Greg Asbed, a human rights strategist who earned a master's degree from Johns Hopkins University in 1990, was one of 24 people to be named a 2017 MacArthur Fellow earlier this week.

Greg Asbed

Image caption: Greg Asbed

Image credit: MacArthur Foundation

The award, often referred to as the genius grant, is given annually by the John D. and Catherine T. MacArthur Foundation to individuals who have "shown extraordinary originality and dedication in their creative pursuits and a marked capacity for self-direction." Honorees receive $625,000 to use to advance their work.

Asbed earned a Master of Arts with a concentration in social change and development in 1990 from the Johns Hopkins School of Advanced International Studies in Washington, D.C.

"Greg Asbed is a human rights strategist developing a new model—worker-driven social responsibility (WSR)—for improving conditions for low-wage workers within the twenty-first-century labor market," says Asbed's bio on the MacArthur Foundation website. "WSR is a bottom-up approach that ensures human rights are respected in the workplace; workers play a central role in establishing work condition standards and codes of conduct and have transparent channels for monitoring and enforcing those standards."

In 1993, Asbed co-founded—along with another SAIS alum, Laura Germino ('91); and Lucas Benitez—the Coalition of Immokalee Workers, a human rights organization to eliminate injustice, including forced labor, sexual assault, and wage theft, in Florida's tomato industry.

Video credit: Coalition of Immokalee Workers

The coalition's Fair Food Program—of which Asbed was a principal architect—brings together consumers, farmworkers, and big-name retailers to end exploitation in agricultural industries. Since 2010, the Florida Tomato Growers Exchange and more than dozen purchasers—including Walmart, McDonald's, Subway, and Whole Foods—have signed on to the program.

More from the MacArthur Foundation website:

With the success of the FFP in the tomato industry, Asbed envisioned the potential for wider economic and social change, and together with colleagues, he designed the WSR framework.

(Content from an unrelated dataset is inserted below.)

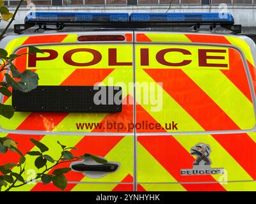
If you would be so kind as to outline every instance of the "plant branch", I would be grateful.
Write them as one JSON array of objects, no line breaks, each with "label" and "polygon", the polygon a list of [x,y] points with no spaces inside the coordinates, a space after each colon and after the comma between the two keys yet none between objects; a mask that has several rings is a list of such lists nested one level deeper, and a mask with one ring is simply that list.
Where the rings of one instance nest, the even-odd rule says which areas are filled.
[{"label": "plant branch", "polygon": [[18,10],[20,8],[20,6],[21,6],[21,4],[22,3],[24,0],[20,0],[20,2],[19,3],[18,6],[16,8],[15,11],[14,11],[13,15],[12,17],[11,20],[10,20],[9,23],[8,24],[7,26],[6,27],[6,28],[3,31],[2,33],[0,35],[0,40],[3,38],[4,34],[5,34],[5,33],[6,33],[7,30],[9,29],[9,27],[11,26],[12,22],[14,20],[15,18],[15,15],[17,14],[17,12],[18,12]]},{"label": "plant branch", "polygon": [[[58,164],[62,164],[62,163],[67,163],[67,162],[72,162],[72,161],[76,161],[79,160],[79,159],[72,159],[72,160],[69,160],[69,161],[65,161],[60,162],[60,161],[61,161],[61,157],[62,157],[62,156],[61,156],[61,157],[59,159],[57,160],[56,164],[54,164],[52,165],[52,166],[48,168],[47,169],[45,170],[44,171],[42,171],[42,173],[40,173],[40,175],[38,175],[37,177],[36,177],[35,178],[31,179],[30,181],[34,180],[36,180],[36,179],[40,178],[43,174],[44,174],[44,173],[46,173],[47,171],[51,170],[52,168],[56,166],[57,165],[58,165]],[[29,181],[29,182],[30,182],[30,181]],[[26,181],[24,183],[20,184],[19,184],[19,185],[17,185],[17,186],[14,186],[14,185],[13,185],[12,187],[19,187],[22,186],[24,186],[24,185],[28,184],[28,182],[29,182]]]}]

Workforces engaged with other crops in Florida, the garment industry in Bangladesh, and the dairy industry in Vermont have already or are in the process of adopting the WSR approach, and Asbed's expertise is being sought by international organizations for the development of customized variants of the WSR model to address such issues as child labor in Africa and gender-based violence in domestic work settings in Mexico. Asbed's visionary strategy for WSR has the potential to transform workplace environments across the global supply chain.